Jak zrobić doktorat i pobić rekord świata. Rozmowa z Rafałem Omelko

0
970

Rafał Omelko to wielokrotny medalista lekkoatletycznych mistrzostw Europy i świata. W 2018 roku razem z kolegami ze sztafety 4×400 metrów podczas HMŚ w Birmingham pobił nawet rekord globu. Ciężkie treningi i regularne starty nie przeszkodziły mu jednak w kontynuowaniu nauki. Zawodnik AZS AWF Wrocław niedawno obronił doktorat.

Trudno się robi doktorat będąc zawodowym sportowcem, walczącym o medale wielkich imprez?

Nie jest to łatwe, ale jeśli ma się trochę samozaparcia, sprzyjającą atmosferę i życzliwych ludzi wokół siebie, to wszystko można pogodzić. Mam to szczęście, że od wczesnego etapu swojej przygody ze sportem jestem związany z klubem AZS AWF Wrocław. Jestem również… To znaczy byłem studentem AWF Wrocław (śmiech). Dobrze znałem tutejsze środowisko. Także dzięki temu potwierdziłem swoją solidność nie tylko na arenie sportowej, lecz także w życiu studencko-naukowym. Wszystko fajnie się „spinało”. Po zrobieniu magisterki postanowiłem pójść za ciosem, podejmując wyzwanie w postaci studiów doktoranckich i na szczęście mu sprostałem. Obroniłem pracę. To nie byłoby możliwe, gdyby nie przychylne podejście uczelni. Czułem wsparcie z wielu stron. Bardzo mi pomógł m.in. mój promotor prof. Krzysztof Maćkała. Mocno mnie dopingował i pokazywał ścieżkę, którą należy kroczyć, by osiągnąć cel.

Czego dotyczył pański doktorat?

Jego tytuł był dość zwiły i brzmiał „Kinematyka i stężenie mleczanu u biegaczy na 400 metrów podejmujących zróżnicowane formy wytrzymałości specjalnej”. Pracę złożyłem w Zakładzie Lekkoatletyki na Wydziale Wychowania Fizycznego i Sportu AWF Wrocław.

Wyniki pracy może pan od razu wykorzystać w praktyce czy na razie to tylko rozważania teoretyczne?
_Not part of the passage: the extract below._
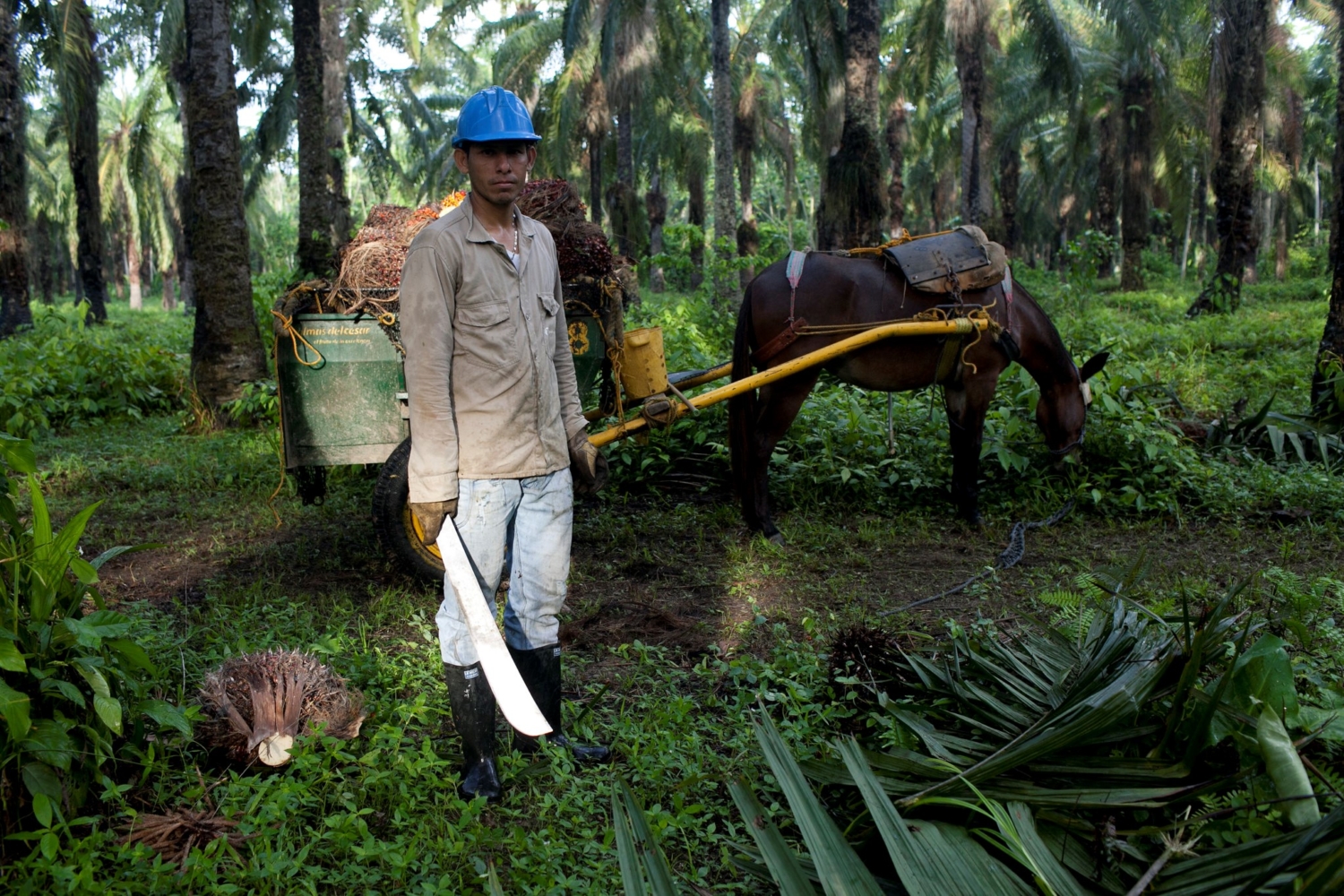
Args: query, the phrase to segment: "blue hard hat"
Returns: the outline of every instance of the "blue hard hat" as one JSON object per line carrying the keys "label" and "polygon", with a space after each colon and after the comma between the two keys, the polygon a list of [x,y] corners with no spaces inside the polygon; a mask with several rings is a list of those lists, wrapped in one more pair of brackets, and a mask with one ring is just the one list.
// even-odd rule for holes
{"label": "blue hard hat", "polygon": [[532,130],[532,117],[527,106],[511,90],[487,87],[472,94],[457,114],[457,133],[453,148],[464,144],[482,144],[491,140],[531,140],[542,136]]}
Założenie przy tworzeniu pracy było takie, aby jej wyniki miały zastosowanie praktyczne. I to się udało, bo wnioski są konkretne. Dotyczą choćby zmiany kinematyki kroku biegowego pod wpływem zmęczenia. Tę wiedzą można wykorzystać w treningu. Pracę tworzyłem na swoim podwórku lekkoatletycznym, ale dzięki temu miałem dostęp do ciekawej grupy badawczej, bo znaleźli się w niej m.in. moi koledzy ze złotej sztafety 4×400 m z halowych mistrzostw świata 2018. Takich badań jest niewiele w skali światowej, więc myślę, że choćby dlatego moja praca jest warta uwagi.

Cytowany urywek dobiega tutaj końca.